Document this: Climate change talks in Katowice split over question

The answer could decide if the Paris Agreement can be selectively rewritten in future yet again.

The procedural opening of the UN Climate Change Conference COP24 in Katowice, Poland. Photo: @GlobalGoalsUN
The procedural opening of the UN Climate Change Conference COP24 in Katowice, Poland. Photo: @GlobalGoalsUN
Nitin Sethi Katowice
Last Updated : Dec 08 2018 | 3:42 AM IST
Should the Paris Agreement rulebook be one omnibus document or should it be accepted by the countries gathered at Katowice as dozens of different documents, each reflecting one element of the rulebook?

The question may sound ordinary, but the answer will decide if developed countries are able to further dilute their obligations under the Paris Agreement.

The question over the nature of document has got the chairs of the negotiations, the host Polish presidency, and country groups engaged in a heated discussion behind closed doors. 

Developed countries have asked that the rules be adopted by the Katowice talks as dozens of separate documents, while developing countries want it to be a single comprehensive document.

“We are concerned that just like the US and EU are trying at Katowice this year to dilute their obligations under the Paris Agreement and enhance ours, they will try do so yet again just before the next round of nationally determined contributions (targets under the pact) are given by countries in five to ten years,” said a developing country negotiator about his group’s position.

“We see their intention here is more to secure parity and less to increase ambition levels. We believe greater ambition comes from ensuring equity, differentiation and science is respected,” a developing country negotiator explained his group’s position,” he said.

“Say, they come back in five years and say this time the transparency regime will be tightened further for developing countries or actions that are voluntary right now will be made mandatory in future. They will try to do so by not asking for a renegotiation of the Paris Agreement. They would do so by asking for the specific Katowice decisions on those particular rules to be reopened or negotiated,” he explained. 

If all the rules are part of one decision, it would require all decisions to be opened for a relook. But if the rules to different parts of the Paris Agreement are in separate Katowice decisions, developed countries would selectively be able to reopen talks on just the bits they desire. 

“We see how they have been backtracking on their obligations here and they shall continue to do so at each given chance while they push developing countries to do more. This is their way of breaking differentiation and equity in the Paris Agreement and bringing parity through the backdoor between developing and developed countries,” another developing country negotiator said.

“Having one rulebook would ensure that if they try to renegotiate only the parts they want, we at the same time can ask that other parts that enhance their obligations - such as climate finance, support to loss and damage, review of their actions - to be also enhanced. This is what the balance created in the Paris Agreement requires. We would be able to enhance the obligations of all countries, increase climate action as a collective and keep the differentiation intact as the pact requires,” she explained. 
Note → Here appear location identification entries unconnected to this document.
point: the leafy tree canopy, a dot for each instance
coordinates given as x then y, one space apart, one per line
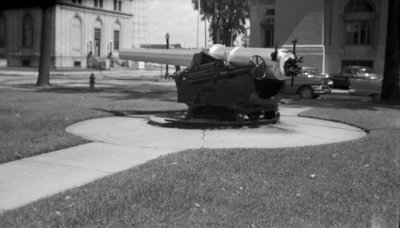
227 18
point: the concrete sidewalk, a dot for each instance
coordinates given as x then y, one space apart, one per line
120 143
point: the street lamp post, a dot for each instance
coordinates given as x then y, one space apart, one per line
166 67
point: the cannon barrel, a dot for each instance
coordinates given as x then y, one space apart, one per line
180 57
238 56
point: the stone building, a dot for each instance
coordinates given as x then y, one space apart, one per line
79 27
331 34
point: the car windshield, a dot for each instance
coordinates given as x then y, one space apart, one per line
313 72
365 70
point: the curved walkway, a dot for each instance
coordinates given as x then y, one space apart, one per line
120 143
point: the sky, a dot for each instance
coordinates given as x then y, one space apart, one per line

The debate on what format the final rulebook is adopted by the gathered 196 countries will go down to the wire, several developing country negotiators and two from the developed country groups projected. 

“Right now we are in the process of making rules for next few years. This itself is becoming difficult. But near the time we overcome these differences through ministerial consultations we shall have to deal with the mid-term question: How to make sure the rules are not left vulnerable to manipulation and selective reworking in coming years,” a negotiator from the Like-Minded Developing Country group said.